Nobody had to tell me... Long ago I determined that MSNBC was basically an insidious tool of the corporate media conglomerate, and therefore, I don't watch them anymore (unless I'm doing research on propaganda).
The "formula" I noticed was pretty straightforward... Push the outrage buttons of its liberal audience, present most issues in a hyper-partisan fashion, break some "important" story once in a while, but do it all within certain parameters, within certain framework that does not upset the interests of its corporate owners, which by the way are the same interests of all mega-media conglomerates. Basically what I'm talking about is a FRONT, an impostor.
But to see them be it outed as hypocrites for all to see, that is priceless. Salon has been reporting on a story that shines a light on why corporate media conglomerates are so damaging to a free press: Ed Schultz doubles down: “I am not gonna get bamboozled by reporters”

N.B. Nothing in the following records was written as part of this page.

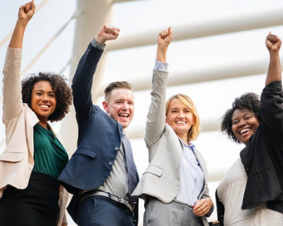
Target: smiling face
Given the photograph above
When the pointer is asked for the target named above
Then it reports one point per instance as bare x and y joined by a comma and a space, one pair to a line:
244, 124
43, 100
180, 118
120, 106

It has to do with a story about "NBC Universal-owned Peacock Productions, where a unionization vote covering about a hundred workers was held but a corporate legal challenge has kept the ballots from being counted."
Friday afternoon, Schultz’s first call came from In These Times labor reporter Mike Elk. After a testy exchange over who had instigated the call, Elk asked Schultz, “Do you or do you not support the workers organizing in the Peacock unit?”The emphasis is mine
“I support collective bargaining everywhere,” answered Schultz. Elk then said that while himself had appeared on MSNBC, he was “not afraid” to explicitly express support for the Peacock workers’ campaign, and “I think anyone that really wants to risk their neck for labor will say it, and you’re kind of evading the question now.” Schultz again answered, “I support collective bargaining everywhere,” again not mentioning Peacock Productions or the allegations there.
Elk next asked Schultz why he would invoke “class envy” in criticizing me for my story and former Salon columnist David Sirota for his criticisms following it. When Elk noted that most journalists covering labor make less than Schultz, Schultz shot back, “Why’d you bring up money? Why’d you bring money?” He noted his “long-running feud with David Sirota.”
That is the questions, isn't it? "Why would you have to bring up money?" That's what corporate union busters ask hard-working people all over the country! STFU, do your job, and don't "bring up money" into the discussion.
What a shame! Ed, all you had to say is "I fully support the unionization drive at Peacock Productions." How hard is that?
And what about the other "Liberal" hosts?
Schultz has drawn harsh tweets since Salon printed a Thursday morning story about labor strife at the NBC Universal-owned Peacock Productions, where a unionization vote covering about a hundred workers was held but a corporate legal challenge has kept the ballots from being counted. Alleging “a textbook anti-union campaign that you would see at companies like Wal-Mart,” the Writers Guild of America – East has asked five primetime MSNBC hosts to publicly support the campaign. None so far have, though several people who were in the room told Salon that Chris Hayes held a private meeting with workers and union staff. Asked Tuesday about the campaign, Schultz e-mailed Salon, “Moveon.org has never been an ally of Ed Schultz, why should I help you with a story? Give me a reason.” He did not respond to a follow-up, or to a series of subsequent inquiries.The emphasis is mine
Classic! When it comes down to it, they are all just shilling for the corporate owners. So much for independent journalistic principles. But there you have it.